Bronson sonrió melancólicamente ante sus recuerdos. A Jackie le había encantado la casa desde el principio, adoraba el relajado estilo de vida italiano, el ambiente de las cafeterías, la comida, el vino y el clima. Incluso cuando llovía, solía decir que de alguna manera la lluvia parecía menos húmeda que la llovizna británica. Lógicamente, Mark ya le había comentado la imposibilidad de su argumento, pero eso no había logrado hacerla cambiar de opinión.

Y en ese momento, Bronson cayó en la cuenta de que no volvería a oír su animada voz, nunca más se dejaría llevar por su contagioso entusiasmo por todo lo italiano, desde el Chianti barato que compraron en una pequeña y polvorienta tienda del pueblo hasta la increíble belleza de sus lagos.

Sintió cómo se le llenaban los ojos de lágrimas, y rápidamente puso freno a sus recuerdos e hizo un esfuerzo por concentrarse en comprobar el inmueble, en busca de cualquier prueba que demostrara que se había cometido un robo.

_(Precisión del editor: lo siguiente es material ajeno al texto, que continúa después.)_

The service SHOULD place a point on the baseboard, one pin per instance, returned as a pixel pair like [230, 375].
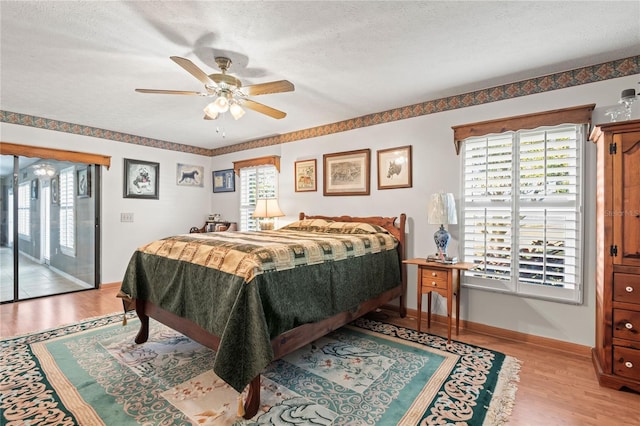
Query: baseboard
[573, 348]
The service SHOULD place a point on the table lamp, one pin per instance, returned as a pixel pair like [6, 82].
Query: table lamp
[266, 210]
[441, 210]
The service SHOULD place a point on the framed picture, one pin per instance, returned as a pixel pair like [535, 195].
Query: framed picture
[189, 175]
[34, 189]
[141, 179]
[347, 173]
[305, 174]
[83, 177]
[394, 168]
[55, 188]
[224, 181]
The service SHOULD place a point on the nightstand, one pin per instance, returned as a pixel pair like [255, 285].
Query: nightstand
[441, 278]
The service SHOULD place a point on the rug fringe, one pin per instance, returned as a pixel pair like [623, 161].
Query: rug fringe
[500, 408]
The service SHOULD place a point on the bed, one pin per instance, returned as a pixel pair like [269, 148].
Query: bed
[257, 296]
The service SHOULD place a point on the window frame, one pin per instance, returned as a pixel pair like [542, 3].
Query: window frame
[67, 208]
[24, 210]
[513, 284]
[269, 165]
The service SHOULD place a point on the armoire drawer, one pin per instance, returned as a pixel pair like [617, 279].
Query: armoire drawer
[626, 324]
[626, 362]
[626, 288]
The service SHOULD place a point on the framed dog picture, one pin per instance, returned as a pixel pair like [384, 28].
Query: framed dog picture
[189, 175]
[141, 179]
[224, 181]
[305, 175]
[394, 168]
[83, 177]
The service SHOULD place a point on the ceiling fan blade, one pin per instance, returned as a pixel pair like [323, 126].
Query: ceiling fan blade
[193, 69]
[271, 112]
[171, 92]
[266, 88]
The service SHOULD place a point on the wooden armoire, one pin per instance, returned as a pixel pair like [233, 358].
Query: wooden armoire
[616, 356]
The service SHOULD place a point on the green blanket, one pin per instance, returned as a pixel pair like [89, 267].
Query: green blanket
[249, 287]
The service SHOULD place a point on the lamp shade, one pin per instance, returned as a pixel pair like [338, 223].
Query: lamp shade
[267, 207]
[441, 209]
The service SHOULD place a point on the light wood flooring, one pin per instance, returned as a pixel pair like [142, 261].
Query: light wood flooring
[556, 387]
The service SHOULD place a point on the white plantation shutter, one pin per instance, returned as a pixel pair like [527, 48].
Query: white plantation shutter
[67, 211]
[255, 182]
[523, 211]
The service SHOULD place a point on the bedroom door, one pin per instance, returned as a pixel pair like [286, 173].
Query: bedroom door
[50, 227]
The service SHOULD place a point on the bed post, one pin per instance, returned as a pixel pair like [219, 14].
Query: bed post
[143, 333]
[402, 256]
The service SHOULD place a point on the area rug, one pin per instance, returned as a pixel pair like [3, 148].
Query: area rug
[367, 373]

Por supuesto, con las herramientas y el equipamiento de los obreros, las bolsas de yeso y los cubos de pintura apilados por casi todas las habitaciones, la propiedad tenía un aspecto muy distinto al que recordaba. La mayoría de los muebles habían sido apilados y cubiertos con polvorientas sábanas para que los obreros tuvieran espacio para trabajar, pero Bronson aún era capaz de reconocer la mayoría de los artículos de valor (la televisión, el estéreo y el ordenador, y media docena de cuadros decentes) e incluso, en el dormitorio principal, casi mil euros en billetes metidos debajo de un frasco de perfume sobre el tocador de Jackie.

Mientras recorría la casa, se preguntaba si Mark querría mantenerla, junto a su trágica mezcla de recuerdos, o venderla e irse de allí.

Unos minutos más tarde, Bronson se sentó en la mesa de la cocina y miró el reloj de pared. Si Mark no se levantaba pronto, tendría que ir a despertarlo: tenían muchas cosas (desagradables para ambos) que hacer ese día. Pero en el mismo momento en que este pensamiento le vino a la cabeza, oyó las pisadas de su amigo en las escaleras.

Mark tenía muy mala cara. Estaba sin afeitar, sin lavar y ojeroso, y llevaba unos vaqueros viejos y una camiseta muy raída. Bronson se llenó una taza alta de café solo y la puso sobre la mesa enfrente de él.

—Buenos días —dijo, mientras Mark tomaba asiento—. ¿Te apetece desayunar algo?

Su amigo negó con la cabeza.

—No, gracias. Me tomaré solo un café. Esta mañana tengo tanta sed como una esponja. ¿Cuánto tiempo tenemos?

Bronson miró el reloj.

—El depósito de cadáveres está a unos quince minutos en coche, y tenemos que estar allí a las nueve. Será mejor que te bebas eso y nos preparemos para salir. ¿Quieres que llame a un taxi?

Mark negó con la cabeza y dio otro sorbo al café.

—Cogeremos el Alfa —dijo.

—Las llaves están encima de la mesa del vestíbulo, en el pequeño cuenco rojo.

Treinta minutos después, salieron de la casa. La temperatura estaba subiendo considerablemente y el cielo estaba completamente despejado, era un bonito día; pero habría sido más apropiado para sus estados de ánimo que estuviera lloviendo.